ChatGPT Is a Blurry JPEG of the Web

https://www.newyorker.com/tech/annals-of-technology/chatgpt-is-a-blurry-jpeg-of-the-web

"Imagine that you’re about to lose your access to the Internet forever.
In preparation, you plan to create a compressed copy of all the text on
the Web, so that you can store it on a private server. Unfortunately,
your private server has only one per cent of the space needed; you can’t
use a lossless compression algorithm if you want everything to fit.

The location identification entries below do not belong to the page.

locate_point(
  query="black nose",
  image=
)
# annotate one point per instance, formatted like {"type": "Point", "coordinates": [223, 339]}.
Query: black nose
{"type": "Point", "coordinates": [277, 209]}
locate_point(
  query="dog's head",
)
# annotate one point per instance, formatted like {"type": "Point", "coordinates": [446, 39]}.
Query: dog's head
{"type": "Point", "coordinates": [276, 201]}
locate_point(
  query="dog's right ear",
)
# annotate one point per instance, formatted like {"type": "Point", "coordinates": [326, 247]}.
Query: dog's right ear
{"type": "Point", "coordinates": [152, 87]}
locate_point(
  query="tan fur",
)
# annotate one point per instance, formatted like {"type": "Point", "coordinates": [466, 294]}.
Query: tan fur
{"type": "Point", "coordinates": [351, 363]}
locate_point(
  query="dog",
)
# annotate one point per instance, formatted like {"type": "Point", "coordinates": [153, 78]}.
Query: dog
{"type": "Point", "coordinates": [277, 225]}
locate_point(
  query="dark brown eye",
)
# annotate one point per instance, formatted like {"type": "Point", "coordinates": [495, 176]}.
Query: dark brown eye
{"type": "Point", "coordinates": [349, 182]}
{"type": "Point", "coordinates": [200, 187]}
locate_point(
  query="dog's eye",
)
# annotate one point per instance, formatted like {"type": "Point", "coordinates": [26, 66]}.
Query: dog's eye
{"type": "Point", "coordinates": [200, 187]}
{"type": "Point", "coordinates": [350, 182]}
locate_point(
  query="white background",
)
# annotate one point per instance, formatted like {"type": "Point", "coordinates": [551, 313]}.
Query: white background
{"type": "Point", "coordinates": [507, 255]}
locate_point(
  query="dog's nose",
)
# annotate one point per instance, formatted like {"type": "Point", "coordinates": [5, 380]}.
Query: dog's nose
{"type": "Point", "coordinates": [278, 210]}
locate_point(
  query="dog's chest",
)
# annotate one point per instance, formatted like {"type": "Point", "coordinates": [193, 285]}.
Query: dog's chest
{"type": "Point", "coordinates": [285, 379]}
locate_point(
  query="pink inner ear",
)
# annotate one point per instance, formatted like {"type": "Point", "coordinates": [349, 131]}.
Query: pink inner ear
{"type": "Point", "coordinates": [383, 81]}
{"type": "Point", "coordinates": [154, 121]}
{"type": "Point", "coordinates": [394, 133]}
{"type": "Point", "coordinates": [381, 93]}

"If a compression algorithm is designed to reconstruct text after
ninety-nine per cent of the original has been discarded, we should
expect that significant portions of what it generates will be entirely
fabricated.

This analogy makes even more sense when we remember that a common
technique used by lossy compression algorithms is interpolation—that is,
estimating what’s missing by looking at what’s on either side of the
gap. When an image program is displaying a photo and has to reconstruct
a pixel that was lost during the compression process, it looks at the
nearby pixels and calculates the average. This is what ChatGPT does when
it’s prompted to describe, say, losing a sock in the dryer using the
style of the Declaration of Independence: it is taking two points in
“lexical space” and generating the text that would occupy the location
between them. (“When in the Course of human events, it becomes necessary
for one to separate his garments from their mates, in order to maintain
the cleanliness and order thereof. . . .”) ChatGPT is so good at this
form of interpolation that people find it entertaining: they’ve
discovered a “blur” tool for paragraphs instead of photos, and are
having a blast playing with it."
43   Tenpoundbass   2023 Mar 27, 4:28pm  

RC2006 says

I think this AI stuff is going to be an out for people that get exposed, they will say it was AI and fake.

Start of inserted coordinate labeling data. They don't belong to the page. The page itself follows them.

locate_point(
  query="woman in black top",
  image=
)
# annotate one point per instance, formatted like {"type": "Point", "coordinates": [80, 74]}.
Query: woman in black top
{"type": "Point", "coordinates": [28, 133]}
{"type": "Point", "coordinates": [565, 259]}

That was my first thought when the CIA was making it, and the MSM was reporting that we should all be careful of videos in the not so distant future, it would be riddled with A.I.
This was before most anyone had even seen their first A.I. generated video. They just seemed so set on setting it up to be the scapegoat when the fake news moniker fails.
44   HeadSet   2023 Mar 27, 5:37pm  

A.I. generated video is just an advanced form of the "trick photography" that has been around for over a century. Like the flying monkeys in "Wizard of Oz" and Audrey Hepburn singing with someone else's voice.
45   Tenpoundbass   2023 Mar 27, 5:51pm  

HeadSet says

just an advanced form of the "trick photography" that has been around for over a century.


I remember when commercials first started using special effects, only they didn't call it special effects. Until that movie FX came out.
My father used to marvel at the Gleem commercial where the White, Green and Red tooth paste on three separate toothbrushes would merge into one. He said "that's one hell of a trick photography!"
46   HeadSet   2023 Mar 27, 6:09pm  

Tenpoundbass says

My father used to marvel at the Gleem commercial where the White, Green and Red tooth paste on three separate toothbrushes would merge into one.

He must have really liked the giant in the washer and the tidy bowl man. How about that camera movement where they made Reagan and Dukakis look the same height during the debate?